Reducing Junk

Everyone has experienced trying to follow a link that didn’t work. The link may have led to a page that is no longer available, or to a parked domain page. It can also be frustrating to find a search result page that has a missing or garbled description of where the link may take you. Considering the enormity of the web and the complexity of linking web documents , a key challenge for web search quality is the search engine’s ability to process, select and serve only good links with helpful descriptions. In this blog my colleague Richard Qian, Development Manager for Bing, provides an overview of our efforts to reduce junk links and junky or empty snippets.
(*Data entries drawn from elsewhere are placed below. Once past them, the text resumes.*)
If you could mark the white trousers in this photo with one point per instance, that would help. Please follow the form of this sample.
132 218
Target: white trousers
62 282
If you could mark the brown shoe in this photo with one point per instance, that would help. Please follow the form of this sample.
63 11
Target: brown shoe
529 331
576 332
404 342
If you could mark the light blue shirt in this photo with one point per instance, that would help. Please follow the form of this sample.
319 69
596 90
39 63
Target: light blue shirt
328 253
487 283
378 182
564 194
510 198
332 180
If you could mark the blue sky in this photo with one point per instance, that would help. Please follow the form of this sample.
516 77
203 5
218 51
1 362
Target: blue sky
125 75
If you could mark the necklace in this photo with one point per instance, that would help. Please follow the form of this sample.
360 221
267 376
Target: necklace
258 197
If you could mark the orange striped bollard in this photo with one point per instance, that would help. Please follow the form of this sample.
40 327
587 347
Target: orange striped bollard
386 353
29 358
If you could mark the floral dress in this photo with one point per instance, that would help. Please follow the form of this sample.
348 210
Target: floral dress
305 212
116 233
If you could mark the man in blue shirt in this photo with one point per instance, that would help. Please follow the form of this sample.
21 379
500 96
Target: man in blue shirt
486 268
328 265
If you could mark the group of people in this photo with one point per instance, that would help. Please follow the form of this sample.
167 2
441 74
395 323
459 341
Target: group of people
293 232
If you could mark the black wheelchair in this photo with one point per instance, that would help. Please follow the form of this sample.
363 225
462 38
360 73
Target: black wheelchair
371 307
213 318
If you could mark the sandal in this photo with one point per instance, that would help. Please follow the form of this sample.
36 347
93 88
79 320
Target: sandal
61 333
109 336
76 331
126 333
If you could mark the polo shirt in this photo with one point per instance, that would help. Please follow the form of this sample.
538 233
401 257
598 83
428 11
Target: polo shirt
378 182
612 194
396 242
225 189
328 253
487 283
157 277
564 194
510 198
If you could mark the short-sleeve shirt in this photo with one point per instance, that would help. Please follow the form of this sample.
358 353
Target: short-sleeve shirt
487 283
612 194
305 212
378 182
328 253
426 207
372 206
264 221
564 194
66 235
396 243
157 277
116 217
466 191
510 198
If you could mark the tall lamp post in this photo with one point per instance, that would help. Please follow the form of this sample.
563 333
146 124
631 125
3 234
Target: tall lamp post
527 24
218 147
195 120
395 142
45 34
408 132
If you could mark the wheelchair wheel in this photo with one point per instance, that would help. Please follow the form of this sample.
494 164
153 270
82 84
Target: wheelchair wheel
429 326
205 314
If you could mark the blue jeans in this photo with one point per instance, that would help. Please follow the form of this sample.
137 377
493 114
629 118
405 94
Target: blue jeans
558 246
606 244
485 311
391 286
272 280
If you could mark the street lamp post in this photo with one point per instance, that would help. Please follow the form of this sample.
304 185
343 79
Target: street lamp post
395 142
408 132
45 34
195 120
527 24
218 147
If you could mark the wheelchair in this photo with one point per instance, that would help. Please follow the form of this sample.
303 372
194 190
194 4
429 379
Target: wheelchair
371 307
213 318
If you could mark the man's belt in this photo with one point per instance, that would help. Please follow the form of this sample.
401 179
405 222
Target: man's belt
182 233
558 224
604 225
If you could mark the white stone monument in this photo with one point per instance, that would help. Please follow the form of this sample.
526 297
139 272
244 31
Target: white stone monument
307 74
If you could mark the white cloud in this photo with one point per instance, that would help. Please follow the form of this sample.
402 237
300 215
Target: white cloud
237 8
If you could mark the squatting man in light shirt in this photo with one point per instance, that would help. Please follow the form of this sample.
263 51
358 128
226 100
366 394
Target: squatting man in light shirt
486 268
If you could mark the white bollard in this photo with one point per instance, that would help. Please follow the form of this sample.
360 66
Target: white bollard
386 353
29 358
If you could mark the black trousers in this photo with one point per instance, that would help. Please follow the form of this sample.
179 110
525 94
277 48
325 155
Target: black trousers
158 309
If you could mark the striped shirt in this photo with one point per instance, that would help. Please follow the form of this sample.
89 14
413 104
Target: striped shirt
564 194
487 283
– Dr. Harry Shum, Corporate Vice President, Bing R&D

To help clarify a few terms which we use in this blog, the following screenshot shows a typical search result with three common components: 1) title with a hyperlink. When we say links, we refer to this; 2) snippet is the description of the search result and 3) URL shows the address of the result page.

aclip_image002

Removing Junk Links

In search there’s perhaps nothing worse than clicking a search result only to get an error message in return. Or being taken to a page that tells you the page you were trying to open could no longer be found. Equally annoying is when you end up on a page for a domain that was just registered and is plastered with ads without any useful content. These are different types of junk links that we refer to as dead links, soft 404s, and parked domains. Next we explain how Bing detects and removes them from the search results.

Dead Links

A dead link is when a 4xx or 5xx error code is returned from an HTTP request for a page. E.g., 404 for a page that could not be found on the site it is hosted on; 500 indicating an internal server error, etc. A user following a link that returns such a code will see an error message instead of useful content. Until we crawl these pages again and discover they are missing, we may still serve them in our search results. In general we want to remove all dead links from our search results as quickly as possible. However we observed many such issues were only transient and some pages came back alive after a short while. The classifiers that solve this problem help us decide whether a page is just temporarily experiencing an issue or if it has truly been deleted. If we think there is some suspicion about the page in question we may boost its re-crawl priority and frequency to help us make a determination as quickly as possible. There is an important tradeoff we make here between aggressively removing dead links and the relevance of our search results. We aim to minimize the number of dead links in our search results without removing content that may experience temporary issues but is useful to our users.

Soft 404

A soft 404 is like a hard 404 where the page was deleted from the site it is hosted on. But in this case the server still returns a normal HTTP 200 code with a webpage reporting that the original page you were trying to reach no longer exists. Here we must rely on our ability to understand the page content to know whether it is a soft 404 or not. Our high precision classifiers in this area use page content such as key phrases in the page’s title, body and URL to determine if the page is a soft 404 and whether to remove it from the search results. E.g., for the query {Five Guys Burgers and Fries history}, here are Bing’s top results before and after we applied our soft 404 classifiers:

Before

clip_image004

After

clip_image006

Parked Domains

Parked domains refer to web sites that have placeholder content after a new domain registration. Usually these pages show ads to try to monetize traffic to the domain before it has been properly setup by the new site owner. Here is an example:

clip_image008

Parked domains usually share similar page content, page layout, or other identifiable patterns. Like the techniques used to identify soft 404s, we look at the patterns in page content to determine if a page is a parked domain. By collaboratively mining many different types of pages against our large index of web data we are able to create signatures that allow us to identify parked domains when we see them and to remove them from our search results.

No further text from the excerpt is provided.